In deze zaak heeft de Rechtbank Midden-Nederland op 2 september 2022 uitspraak gedaan in een bestuursrechtelijke procedure tussen eiseres en het Uitvoeringsinstituut werknemersverzekeringen (Uwv). Eiseres had beroep ingesteld tegen een besluit van het Uwv, waarin werd gesteld dat zij niet voldeed aan de opleidingseisen voor de functie van Telefonist/medewerker callcenter (SBC-code 31574). De rechtbank had eerder, op 28 maart 2022, een tussenuitspraak gedaan waarin een motiveringsgebrek in het bestreden besluit werd geconstateerd. Het Uwv kreeg de gelegenheid om dit gebrek te herstellen.
Na de tussenuitspraak heeft het Uwv aanvullende motivering ingediend, waaruit bleek dat de eerdere conclusie dat eiseres niet voldeed aan de opleidingseisen niet houdbaar was. De arbeidsdeskundige, De Valk, concludeerde dat eiseres wel een VMBO-diploma had, maar dat zij niet voldeed aan de aanvullende eis van beheersing van de Engelse taal. De rechtbank oordeelde dat het Uwv met de aanvullende motivering het geconstateerde gebrek had hersteld, maar dat de conclusie dat eiseres niet geschikt was voor de functie op andere gronden terecht was.
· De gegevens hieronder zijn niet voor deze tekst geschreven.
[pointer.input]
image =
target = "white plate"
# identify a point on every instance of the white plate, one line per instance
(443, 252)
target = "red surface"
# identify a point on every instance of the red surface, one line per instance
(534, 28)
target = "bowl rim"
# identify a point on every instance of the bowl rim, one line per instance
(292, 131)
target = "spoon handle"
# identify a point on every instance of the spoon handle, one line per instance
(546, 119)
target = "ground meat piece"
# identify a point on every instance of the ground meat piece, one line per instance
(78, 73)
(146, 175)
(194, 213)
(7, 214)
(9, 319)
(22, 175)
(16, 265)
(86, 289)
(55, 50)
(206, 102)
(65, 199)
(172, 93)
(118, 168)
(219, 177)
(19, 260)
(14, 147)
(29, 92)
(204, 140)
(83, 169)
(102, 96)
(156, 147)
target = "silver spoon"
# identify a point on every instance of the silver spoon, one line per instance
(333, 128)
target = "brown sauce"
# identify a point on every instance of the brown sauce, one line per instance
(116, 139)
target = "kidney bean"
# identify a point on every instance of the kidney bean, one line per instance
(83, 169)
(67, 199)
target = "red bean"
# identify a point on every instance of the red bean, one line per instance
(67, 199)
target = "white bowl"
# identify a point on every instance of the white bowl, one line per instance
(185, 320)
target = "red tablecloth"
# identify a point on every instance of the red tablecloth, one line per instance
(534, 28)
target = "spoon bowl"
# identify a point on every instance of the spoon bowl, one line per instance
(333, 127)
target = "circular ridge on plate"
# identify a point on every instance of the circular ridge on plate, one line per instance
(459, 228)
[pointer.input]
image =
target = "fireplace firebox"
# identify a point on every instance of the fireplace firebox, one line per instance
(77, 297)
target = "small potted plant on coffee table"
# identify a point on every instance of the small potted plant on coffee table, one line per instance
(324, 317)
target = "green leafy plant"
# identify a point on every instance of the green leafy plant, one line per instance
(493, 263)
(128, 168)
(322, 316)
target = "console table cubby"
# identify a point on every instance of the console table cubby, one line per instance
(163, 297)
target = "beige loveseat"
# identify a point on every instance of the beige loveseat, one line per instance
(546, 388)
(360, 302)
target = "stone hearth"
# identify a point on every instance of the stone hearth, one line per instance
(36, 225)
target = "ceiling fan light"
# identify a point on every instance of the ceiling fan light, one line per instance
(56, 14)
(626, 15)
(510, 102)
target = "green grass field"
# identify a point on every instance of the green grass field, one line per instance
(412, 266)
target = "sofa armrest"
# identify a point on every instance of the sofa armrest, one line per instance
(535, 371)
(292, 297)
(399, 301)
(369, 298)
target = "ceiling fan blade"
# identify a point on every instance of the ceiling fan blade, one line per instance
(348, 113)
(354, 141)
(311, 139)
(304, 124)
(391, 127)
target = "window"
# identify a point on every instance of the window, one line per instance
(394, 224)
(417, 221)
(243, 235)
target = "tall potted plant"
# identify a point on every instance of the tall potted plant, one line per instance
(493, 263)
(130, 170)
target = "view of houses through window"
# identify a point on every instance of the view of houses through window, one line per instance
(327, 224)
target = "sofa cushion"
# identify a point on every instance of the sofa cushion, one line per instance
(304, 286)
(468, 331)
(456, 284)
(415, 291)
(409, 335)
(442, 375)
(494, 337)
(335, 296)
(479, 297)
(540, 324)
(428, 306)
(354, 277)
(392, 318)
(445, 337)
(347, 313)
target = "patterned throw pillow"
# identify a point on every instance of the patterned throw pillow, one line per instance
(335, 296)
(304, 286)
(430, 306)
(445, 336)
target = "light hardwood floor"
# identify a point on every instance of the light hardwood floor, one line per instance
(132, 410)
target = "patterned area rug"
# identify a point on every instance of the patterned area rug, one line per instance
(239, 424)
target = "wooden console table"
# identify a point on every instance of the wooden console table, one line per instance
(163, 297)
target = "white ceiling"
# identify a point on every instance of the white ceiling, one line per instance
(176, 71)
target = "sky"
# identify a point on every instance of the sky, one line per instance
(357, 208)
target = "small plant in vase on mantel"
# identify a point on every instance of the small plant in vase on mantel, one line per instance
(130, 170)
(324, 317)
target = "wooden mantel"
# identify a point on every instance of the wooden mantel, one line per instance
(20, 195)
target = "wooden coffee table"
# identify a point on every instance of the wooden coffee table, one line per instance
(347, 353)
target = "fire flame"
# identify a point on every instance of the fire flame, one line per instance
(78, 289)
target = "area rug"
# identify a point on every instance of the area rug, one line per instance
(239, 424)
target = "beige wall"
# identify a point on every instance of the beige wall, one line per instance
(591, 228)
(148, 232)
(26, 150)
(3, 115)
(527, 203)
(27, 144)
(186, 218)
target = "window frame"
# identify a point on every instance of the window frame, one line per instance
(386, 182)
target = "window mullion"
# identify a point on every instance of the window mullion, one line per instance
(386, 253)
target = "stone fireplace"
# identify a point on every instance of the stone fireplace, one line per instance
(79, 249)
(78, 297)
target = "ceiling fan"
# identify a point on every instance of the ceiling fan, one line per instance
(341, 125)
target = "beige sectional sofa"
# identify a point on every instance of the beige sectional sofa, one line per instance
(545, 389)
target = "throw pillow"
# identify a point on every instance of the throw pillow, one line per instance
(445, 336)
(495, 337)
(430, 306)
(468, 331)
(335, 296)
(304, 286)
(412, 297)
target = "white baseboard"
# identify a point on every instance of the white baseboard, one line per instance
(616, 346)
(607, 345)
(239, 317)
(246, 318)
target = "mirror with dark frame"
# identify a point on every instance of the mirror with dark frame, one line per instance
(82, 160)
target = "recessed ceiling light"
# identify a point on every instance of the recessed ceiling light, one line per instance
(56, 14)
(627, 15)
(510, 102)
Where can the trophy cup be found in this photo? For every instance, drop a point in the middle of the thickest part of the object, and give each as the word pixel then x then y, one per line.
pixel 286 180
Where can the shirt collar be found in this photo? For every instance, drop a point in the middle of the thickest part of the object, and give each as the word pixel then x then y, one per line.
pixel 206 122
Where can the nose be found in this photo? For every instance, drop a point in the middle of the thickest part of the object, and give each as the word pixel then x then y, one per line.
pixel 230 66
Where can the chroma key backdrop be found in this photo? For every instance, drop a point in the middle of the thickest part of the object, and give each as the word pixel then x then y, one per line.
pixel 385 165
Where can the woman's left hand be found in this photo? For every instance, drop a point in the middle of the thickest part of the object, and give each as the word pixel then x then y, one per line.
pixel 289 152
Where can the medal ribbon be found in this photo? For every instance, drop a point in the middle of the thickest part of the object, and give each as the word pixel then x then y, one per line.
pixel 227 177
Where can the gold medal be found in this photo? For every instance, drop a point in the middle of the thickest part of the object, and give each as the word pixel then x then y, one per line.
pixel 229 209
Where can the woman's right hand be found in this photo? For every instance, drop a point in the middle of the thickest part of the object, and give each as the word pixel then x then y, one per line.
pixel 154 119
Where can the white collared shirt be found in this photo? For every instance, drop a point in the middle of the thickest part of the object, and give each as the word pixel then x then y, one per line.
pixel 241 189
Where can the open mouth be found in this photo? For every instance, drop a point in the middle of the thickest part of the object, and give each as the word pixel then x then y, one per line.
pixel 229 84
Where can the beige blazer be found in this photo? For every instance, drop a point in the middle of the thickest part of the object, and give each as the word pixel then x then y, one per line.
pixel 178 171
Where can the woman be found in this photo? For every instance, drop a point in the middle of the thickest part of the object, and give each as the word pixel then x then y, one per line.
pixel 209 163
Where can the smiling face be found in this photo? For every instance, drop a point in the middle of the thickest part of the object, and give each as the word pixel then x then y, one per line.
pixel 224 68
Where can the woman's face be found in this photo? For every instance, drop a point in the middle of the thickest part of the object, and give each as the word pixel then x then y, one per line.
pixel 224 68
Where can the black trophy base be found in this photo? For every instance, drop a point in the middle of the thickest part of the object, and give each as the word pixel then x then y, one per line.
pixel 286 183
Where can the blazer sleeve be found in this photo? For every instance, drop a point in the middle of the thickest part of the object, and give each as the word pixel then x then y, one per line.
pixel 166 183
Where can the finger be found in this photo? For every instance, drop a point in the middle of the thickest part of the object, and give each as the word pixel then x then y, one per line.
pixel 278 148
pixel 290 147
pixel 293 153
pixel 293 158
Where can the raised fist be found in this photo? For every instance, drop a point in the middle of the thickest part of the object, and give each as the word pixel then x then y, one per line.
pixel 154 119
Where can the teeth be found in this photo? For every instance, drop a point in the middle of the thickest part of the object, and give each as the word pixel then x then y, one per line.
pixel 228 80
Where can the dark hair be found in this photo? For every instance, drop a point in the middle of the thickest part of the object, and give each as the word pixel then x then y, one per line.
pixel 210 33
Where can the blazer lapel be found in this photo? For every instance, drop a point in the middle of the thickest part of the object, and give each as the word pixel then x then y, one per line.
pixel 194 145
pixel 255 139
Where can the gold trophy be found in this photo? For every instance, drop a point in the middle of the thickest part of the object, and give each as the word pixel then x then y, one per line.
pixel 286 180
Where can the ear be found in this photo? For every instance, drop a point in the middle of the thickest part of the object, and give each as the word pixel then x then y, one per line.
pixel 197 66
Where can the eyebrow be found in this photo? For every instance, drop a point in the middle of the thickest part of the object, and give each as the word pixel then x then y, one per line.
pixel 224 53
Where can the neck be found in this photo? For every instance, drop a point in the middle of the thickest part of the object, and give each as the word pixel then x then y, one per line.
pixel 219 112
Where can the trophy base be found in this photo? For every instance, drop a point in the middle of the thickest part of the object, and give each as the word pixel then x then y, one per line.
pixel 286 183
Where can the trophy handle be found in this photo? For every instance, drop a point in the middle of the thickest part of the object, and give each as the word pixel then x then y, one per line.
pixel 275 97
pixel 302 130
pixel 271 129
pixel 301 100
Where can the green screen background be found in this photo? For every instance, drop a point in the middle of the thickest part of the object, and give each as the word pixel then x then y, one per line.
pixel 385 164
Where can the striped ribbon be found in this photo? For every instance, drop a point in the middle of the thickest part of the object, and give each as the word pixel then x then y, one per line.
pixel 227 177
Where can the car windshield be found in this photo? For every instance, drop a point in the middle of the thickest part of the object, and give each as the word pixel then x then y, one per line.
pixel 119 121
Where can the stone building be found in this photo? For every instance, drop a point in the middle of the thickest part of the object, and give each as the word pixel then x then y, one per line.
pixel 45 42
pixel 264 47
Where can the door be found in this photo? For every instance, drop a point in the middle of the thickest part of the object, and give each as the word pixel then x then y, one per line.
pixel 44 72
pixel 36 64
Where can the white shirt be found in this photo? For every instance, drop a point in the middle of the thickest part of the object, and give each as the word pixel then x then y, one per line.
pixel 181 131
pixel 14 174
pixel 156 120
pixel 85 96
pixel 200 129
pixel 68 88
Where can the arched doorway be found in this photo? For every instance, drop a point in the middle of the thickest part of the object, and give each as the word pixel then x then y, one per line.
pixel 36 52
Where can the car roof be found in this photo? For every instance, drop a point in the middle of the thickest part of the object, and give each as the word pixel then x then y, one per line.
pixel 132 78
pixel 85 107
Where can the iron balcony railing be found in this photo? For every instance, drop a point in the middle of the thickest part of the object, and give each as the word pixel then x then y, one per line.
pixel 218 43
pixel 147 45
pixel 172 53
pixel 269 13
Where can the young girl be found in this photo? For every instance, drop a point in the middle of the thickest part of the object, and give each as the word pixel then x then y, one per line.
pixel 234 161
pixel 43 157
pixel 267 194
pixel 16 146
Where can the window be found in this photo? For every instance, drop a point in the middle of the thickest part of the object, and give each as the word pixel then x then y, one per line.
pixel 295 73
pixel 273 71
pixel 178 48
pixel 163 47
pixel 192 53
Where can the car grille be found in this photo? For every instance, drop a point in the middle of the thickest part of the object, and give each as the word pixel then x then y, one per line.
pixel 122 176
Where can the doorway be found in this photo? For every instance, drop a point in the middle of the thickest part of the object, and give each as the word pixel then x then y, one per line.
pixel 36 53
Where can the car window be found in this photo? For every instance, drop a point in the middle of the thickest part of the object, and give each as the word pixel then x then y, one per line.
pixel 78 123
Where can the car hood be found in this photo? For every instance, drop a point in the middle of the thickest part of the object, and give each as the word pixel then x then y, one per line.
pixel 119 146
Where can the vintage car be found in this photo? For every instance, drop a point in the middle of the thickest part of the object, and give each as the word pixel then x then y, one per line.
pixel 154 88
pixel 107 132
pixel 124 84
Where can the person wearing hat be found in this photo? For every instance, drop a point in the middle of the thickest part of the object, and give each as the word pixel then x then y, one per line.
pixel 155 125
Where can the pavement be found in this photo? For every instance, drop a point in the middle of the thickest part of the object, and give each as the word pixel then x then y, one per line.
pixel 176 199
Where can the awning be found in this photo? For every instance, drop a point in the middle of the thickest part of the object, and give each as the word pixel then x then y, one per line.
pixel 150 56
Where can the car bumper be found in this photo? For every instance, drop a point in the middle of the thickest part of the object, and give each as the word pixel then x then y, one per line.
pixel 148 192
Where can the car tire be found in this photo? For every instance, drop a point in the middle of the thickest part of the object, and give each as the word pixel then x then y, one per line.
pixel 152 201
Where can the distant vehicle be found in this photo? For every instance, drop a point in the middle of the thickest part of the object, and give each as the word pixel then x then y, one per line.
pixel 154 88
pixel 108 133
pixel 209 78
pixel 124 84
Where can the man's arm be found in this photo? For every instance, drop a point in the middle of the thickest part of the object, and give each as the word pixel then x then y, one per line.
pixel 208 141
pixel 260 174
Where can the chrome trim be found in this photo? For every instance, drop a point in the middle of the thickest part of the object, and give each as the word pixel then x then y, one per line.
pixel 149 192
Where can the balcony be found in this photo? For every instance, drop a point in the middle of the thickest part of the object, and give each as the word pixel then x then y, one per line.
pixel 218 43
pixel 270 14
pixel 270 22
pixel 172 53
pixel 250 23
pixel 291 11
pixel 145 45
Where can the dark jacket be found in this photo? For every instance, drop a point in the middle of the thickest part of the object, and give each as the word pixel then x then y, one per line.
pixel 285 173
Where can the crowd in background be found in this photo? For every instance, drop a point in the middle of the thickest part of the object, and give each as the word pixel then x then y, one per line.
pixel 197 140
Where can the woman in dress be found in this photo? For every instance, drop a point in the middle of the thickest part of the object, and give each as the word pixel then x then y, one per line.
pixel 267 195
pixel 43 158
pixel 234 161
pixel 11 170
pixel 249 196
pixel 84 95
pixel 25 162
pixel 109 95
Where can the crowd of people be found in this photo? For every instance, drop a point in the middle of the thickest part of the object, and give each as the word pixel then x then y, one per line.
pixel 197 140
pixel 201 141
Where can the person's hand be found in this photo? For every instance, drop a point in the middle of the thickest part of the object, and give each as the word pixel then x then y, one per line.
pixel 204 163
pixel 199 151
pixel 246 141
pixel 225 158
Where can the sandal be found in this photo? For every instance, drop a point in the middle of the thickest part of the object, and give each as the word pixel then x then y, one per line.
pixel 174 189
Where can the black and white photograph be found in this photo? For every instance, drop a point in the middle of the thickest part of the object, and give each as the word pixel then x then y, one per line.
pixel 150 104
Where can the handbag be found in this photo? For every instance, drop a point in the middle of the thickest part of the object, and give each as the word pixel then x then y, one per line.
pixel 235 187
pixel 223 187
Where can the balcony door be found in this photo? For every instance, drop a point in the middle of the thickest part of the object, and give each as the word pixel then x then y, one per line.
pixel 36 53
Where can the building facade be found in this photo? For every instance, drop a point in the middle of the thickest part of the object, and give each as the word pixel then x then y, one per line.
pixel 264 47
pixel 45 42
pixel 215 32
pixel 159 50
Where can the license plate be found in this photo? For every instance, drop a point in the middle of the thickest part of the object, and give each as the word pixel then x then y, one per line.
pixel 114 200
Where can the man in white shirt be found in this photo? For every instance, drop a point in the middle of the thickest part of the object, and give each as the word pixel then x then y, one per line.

De rechtbank verklaarde het beroep gegrond, vernietigde het bestreden besluit, maar liet de rechtsgevolgen daarvan in stand. Eiseres kreeg het betaalde griffierecht van € 360,-- vergoed en het Uwv werd veroordeeld in de proceskosten van eiseres, vastgesteld op € 1.897,50. De uitspraak werd openbaar uitgesproken en partijen werden geïnformeerd over de mogelijkheid tot hoger beroep.